The top two reasons why people divorce are:
sex and money.
It would be interesting to track divorce statistics in areas of high default and cross reference that with economic downturn data for the same geographical area, along with small business failures. Just for fun of course, we would also need to look into the sex part. Maybe I should become a sociologist.
But I digress. If traditional reasons such as divorce and business failure were not on the rise, I would want to look at other sociological factors at play in the mortgage market. We were still hearing "buy now or be priced out forever" during the first quarter of 2007 from Realtors (LOL, we're still hearing that now.)
Also, the mortgage market started to experience some anxiety during the first part of 2007. This could have prompted mortgage brokers and banks to actually become more desperate in making as many loans as possible in order to make their quotas. Underwriting guidelines didn't REALLY start to tighten until the Fall of 2007. I am not surprised with the 2007 prime defaults.
I would like to predict right now that the 2008 vintage (prime) loans will also contain a higher than average number of defaults. As equity evaporates and the recession swings into gear, people will walk away, as sniglet has been having us ponder for quite some time now.
The underwriting guidelines have not yet come back into "sane" territory for our current economic conditions, our current declining prices, and the lack of a social stigma of walking away.
Sorry Jillayne, but I am going to have to disagree here.
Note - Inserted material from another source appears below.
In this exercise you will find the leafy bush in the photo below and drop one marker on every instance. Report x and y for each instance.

The number one reason people default on loans is a lack of equity. Provided there is an equity cushion, even divorce or business failure won't cause default. At most, these dramatic life changes will only force someone with equity to sell.
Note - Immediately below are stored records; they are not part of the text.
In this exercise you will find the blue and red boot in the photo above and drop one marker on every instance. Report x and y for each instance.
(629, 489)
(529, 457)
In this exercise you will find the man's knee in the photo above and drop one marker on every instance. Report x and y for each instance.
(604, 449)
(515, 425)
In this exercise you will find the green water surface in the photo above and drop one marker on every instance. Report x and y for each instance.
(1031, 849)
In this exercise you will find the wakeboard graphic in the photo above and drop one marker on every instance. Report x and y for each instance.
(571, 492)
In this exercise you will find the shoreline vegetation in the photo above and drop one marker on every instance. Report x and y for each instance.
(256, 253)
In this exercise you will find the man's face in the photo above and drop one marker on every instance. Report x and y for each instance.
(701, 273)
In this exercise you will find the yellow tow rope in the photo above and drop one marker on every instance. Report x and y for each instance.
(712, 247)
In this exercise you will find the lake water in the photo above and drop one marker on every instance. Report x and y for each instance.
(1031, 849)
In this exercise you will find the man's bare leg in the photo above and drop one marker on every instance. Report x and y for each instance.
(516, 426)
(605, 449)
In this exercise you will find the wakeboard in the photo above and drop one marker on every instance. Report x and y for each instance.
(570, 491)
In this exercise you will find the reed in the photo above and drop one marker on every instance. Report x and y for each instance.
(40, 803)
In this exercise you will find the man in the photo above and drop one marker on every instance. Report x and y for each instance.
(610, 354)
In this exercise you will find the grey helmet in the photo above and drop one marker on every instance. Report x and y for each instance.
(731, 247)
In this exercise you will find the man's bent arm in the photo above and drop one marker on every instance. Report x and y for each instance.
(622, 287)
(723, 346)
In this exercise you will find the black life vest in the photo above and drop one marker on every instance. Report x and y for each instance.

Look at it another way: why would you allow your home to be foreclosed upon and get a trashed credit rating if you had enough equity to be able to sell?
As I said earlier, I suspect that the prime reason we are seeing higher default rates in the newest vintage loans is because these people have less equity than buyers of years past.
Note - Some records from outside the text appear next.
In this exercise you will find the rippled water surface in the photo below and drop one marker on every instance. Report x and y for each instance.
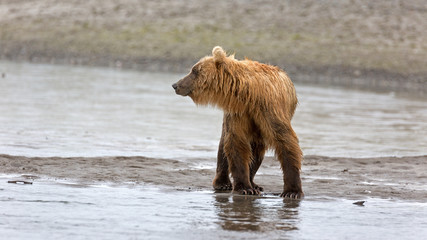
(49, 110)
(46, 210)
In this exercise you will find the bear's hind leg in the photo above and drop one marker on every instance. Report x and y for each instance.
(258, 151)
(289, 153)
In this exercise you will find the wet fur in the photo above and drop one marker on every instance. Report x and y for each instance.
(259, 101)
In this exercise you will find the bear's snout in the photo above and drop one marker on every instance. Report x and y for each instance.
(181, 88)
(175, 86)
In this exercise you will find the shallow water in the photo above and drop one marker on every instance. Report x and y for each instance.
(63, 210)
(50, 110)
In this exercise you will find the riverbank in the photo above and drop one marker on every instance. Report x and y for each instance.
(397, 178)
(367, 45)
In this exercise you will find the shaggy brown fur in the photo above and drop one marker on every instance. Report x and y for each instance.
(259, 101)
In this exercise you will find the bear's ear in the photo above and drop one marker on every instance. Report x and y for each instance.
(219, 54)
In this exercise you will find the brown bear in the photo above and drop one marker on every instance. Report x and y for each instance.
(258, 101)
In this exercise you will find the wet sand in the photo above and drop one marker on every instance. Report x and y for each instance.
(395, 178)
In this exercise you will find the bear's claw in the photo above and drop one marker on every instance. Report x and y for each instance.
(256, 187)
(292, 195)
(223, 187)
(250, 191)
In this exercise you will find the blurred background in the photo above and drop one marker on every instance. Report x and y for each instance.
(379, 45)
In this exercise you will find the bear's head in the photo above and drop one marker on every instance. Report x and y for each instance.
(202, 84)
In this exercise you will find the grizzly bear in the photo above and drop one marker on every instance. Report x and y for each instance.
(258, 101)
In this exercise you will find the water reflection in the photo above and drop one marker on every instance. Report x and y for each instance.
(260, 214)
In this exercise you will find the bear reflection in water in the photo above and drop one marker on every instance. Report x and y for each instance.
(243, 213)
(259, 102)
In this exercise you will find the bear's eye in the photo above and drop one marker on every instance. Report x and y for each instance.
(194, 71)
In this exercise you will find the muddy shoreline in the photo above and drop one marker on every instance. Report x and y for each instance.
(377, 46)
(396, 178)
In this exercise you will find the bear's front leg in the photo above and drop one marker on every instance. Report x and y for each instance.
(222, 180)
(238, 153)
I can certainly agree that divorce or job loss are prime factors in determining if people can afford to stay in their home. However, it is equity (or the absence thereof) that determines whether the home will go into foreclosure.
The life-event just causes you to determine you can't stay in the home. It is the amount of equity you have that determines if you default or sell.
In the end, it is the amount of equity that counts. The vast majority of foreclosures only happen when there is no equity.
P.S. The only foreclosures I've ever heard of when there was equity were due to some bizarre circumstance. The movie "House of Sand and Fog" had a good example of this occurance, where the owner was suffering depression and literally ignored any property tax notices, etc. She also had a deep attachment to the home for sentimental reasons that caused her to refuse to sell even though she couldn't afford it. But this is an example of a batty person, not someone who is rationally looking at their best financial options.